Looks like we need to make “cracking the code” that much harder. This is going to amount to little more than posturing because they aren’t going to be in a position to enforce this for long—if indeed they still are. The powers-that-were know without a doubt they are about to be rendered obsolete.
I change my passwords frequently. They’re long and the characters and symbols include anything on the keyboard in mixed upper and lower case. Brackets are my favourites—but only one at a time; never a pair. ;0)
The Obama administration’s security services want your Internet service to hand over your password to them. Are you comfortable with this?
The website that broke this news, CNET, called this an “escalation in Internet surveillance” by the federal government. Yeah, I’d say so!
“The U.S. government has demanded that major Internet companies divulge users’ stored passwords, according to two industry sources familiar with these orders, which represent an escalation in surveillance techniques that has not previously been disclosed,” the tech website reported on July 25.
That isn’t all the government is demanding from our Internet providers. They also want our security questions and the company’s algorithms.

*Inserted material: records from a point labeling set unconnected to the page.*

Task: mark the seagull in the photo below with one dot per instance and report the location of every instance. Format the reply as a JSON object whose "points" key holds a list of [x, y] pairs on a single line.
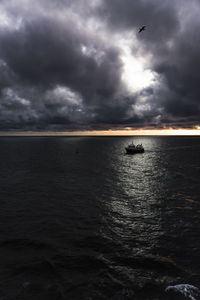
{"points": [[142, 29]]}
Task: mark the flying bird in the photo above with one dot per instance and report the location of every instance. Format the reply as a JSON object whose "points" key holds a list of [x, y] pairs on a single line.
{"points": [[142, 29]]}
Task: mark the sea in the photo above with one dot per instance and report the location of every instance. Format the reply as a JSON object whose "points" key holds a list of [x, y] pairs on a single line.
{"points": [[80, 219]]}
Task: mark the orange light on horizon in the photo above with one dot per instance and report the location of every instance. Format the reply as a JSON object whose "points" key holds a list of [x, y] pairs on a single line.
{"points": [[128, 131]]}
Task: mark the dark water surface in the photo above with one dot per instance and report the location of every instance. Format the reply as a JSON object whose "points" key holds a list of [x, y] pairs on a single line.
{"points": [[81, 220]]}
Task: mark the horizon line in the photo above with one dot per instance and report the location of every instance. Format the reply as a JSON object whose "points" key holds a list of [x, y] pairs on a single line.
{"points": [[109, 132]]}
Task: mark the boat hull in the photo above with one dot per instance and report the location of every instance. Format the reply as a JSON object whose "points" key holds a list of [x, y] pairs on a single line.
{"points": [[134, 151]]}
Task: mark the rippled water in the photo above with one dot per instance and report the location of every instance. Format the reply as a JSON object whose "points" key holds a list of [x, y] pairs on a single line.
{"points": [[79, 219]]}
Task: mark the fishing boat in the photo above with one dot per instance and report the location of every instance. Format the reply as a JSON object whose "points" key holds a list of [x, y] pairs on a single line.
{"points": [[132, 148]]}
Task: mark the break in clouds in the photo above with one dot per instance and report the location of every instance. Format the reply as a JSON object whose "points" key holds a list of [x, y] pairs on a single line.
{"points": [[71, 65]]}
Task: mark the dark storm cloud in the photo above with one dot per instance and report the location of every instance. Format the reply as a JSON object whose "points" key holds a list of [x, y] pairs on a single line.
{"points": [[61, 66]]}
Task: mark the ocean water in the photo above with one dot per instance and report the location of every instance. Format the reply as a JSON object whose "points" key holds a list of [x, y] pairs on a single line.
{"points": [[79, 219]]}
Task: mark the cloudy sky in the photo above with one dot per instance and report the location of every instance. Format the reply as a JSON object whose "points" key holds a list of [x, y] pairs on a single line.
{"points": [[82, 65]]}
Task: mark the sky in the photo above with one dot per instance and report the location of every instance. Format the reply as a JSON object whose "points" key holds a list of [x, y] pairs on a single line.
{"points": [[81, 65]]}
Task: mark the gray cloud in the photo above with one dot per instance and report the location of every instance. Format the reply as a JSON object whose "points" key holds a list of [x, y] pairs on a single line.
{"points": [[61, 64]]}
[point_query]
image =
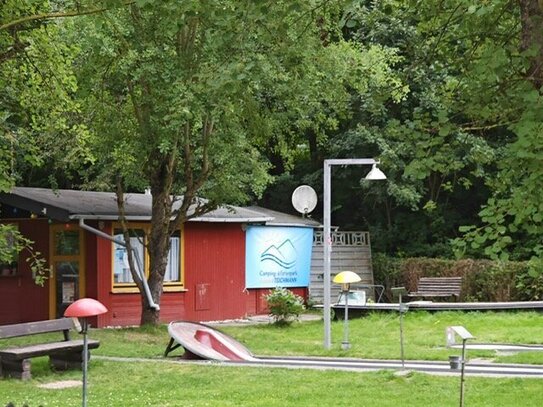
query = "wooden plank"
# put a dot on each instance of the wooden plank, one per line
(50, 348)
(34, 328)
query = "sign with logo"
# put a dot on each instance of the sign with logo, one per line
(277, 256)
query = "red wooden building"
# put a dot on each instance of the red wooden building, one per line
(72, 230)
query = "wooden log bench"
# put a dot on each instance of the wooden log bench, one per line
(428, 287)
(65, 354)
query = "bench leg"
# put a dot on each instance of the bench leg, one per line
(18, 369)
(65, 361)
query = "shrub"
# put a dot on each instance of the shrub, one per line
(483, 280)
(284, 305)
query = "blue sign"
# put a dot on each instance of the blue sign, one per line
(277, 256)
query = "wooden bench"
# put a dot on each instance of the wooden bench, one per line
(65, 354)
(428, 287)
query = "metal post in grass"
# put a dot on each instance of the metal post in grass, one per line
(346, 278)
(402, 308)
(83, 309)
(374, 174)
(465, 336)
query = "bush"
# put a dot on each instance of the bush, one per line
(284, 305)
(483, 280)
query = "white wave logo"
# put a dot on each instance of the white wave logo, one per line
(277, 258)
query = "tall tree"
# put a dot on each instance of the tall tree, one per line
(178, 95)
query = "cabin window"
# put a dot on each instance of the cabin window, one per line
(10, 260)
(122, 277)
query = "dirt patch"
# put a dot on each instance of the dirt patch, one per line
(64, 384)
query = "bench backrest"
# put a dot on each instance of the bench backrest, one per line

Some of the government orders demand not only a user’s password but also the encryption algorithm and the so-called salt, according to a person familiar with the requests. A salt is a random string of letters or numbers used to make it more difficult to reverse the encryption process and determine the original password. Other orders demand the secret question codes often associated with user accounts.
Naturally most of the Internet companies that CNET tried to interview about this refused to talk about the whole thing. Who can blame them with the iron boot heel of Obama’s administration on their necks, eh?
Even as far back as 2011, Congress and the President were debating whether they should get some sort of Internet kill switch installed into our system of online communications:
CNET does have some savvy advice––though, slyly unstated advice––on how to do your part to make cracking your password with decryption software a bit harder.
One popular algorithm, used by Twitter and LinkedIn, is called bcrypt. A 2009 paper (PDF) by computer scientist Colin Percival estimated that it would cost a mere $4 to crack, in an average of one year, an 8-character bcrypt password composed only of letters. To do it in an average of one day, the hardware cost would jump to approximately $1,500.
But if a password of the same length included numbers, asterisks, punctuation marks, and other special characters, the cost-per-year leaps to $130,000. Increasing the length to any 10 characters, Percival estimated in 2009, brings the estimated cracking cost to a staggering $1.2 billion.
Interesting advice. Maybe we should all revisit our passwords, make them longer, and add some special characters?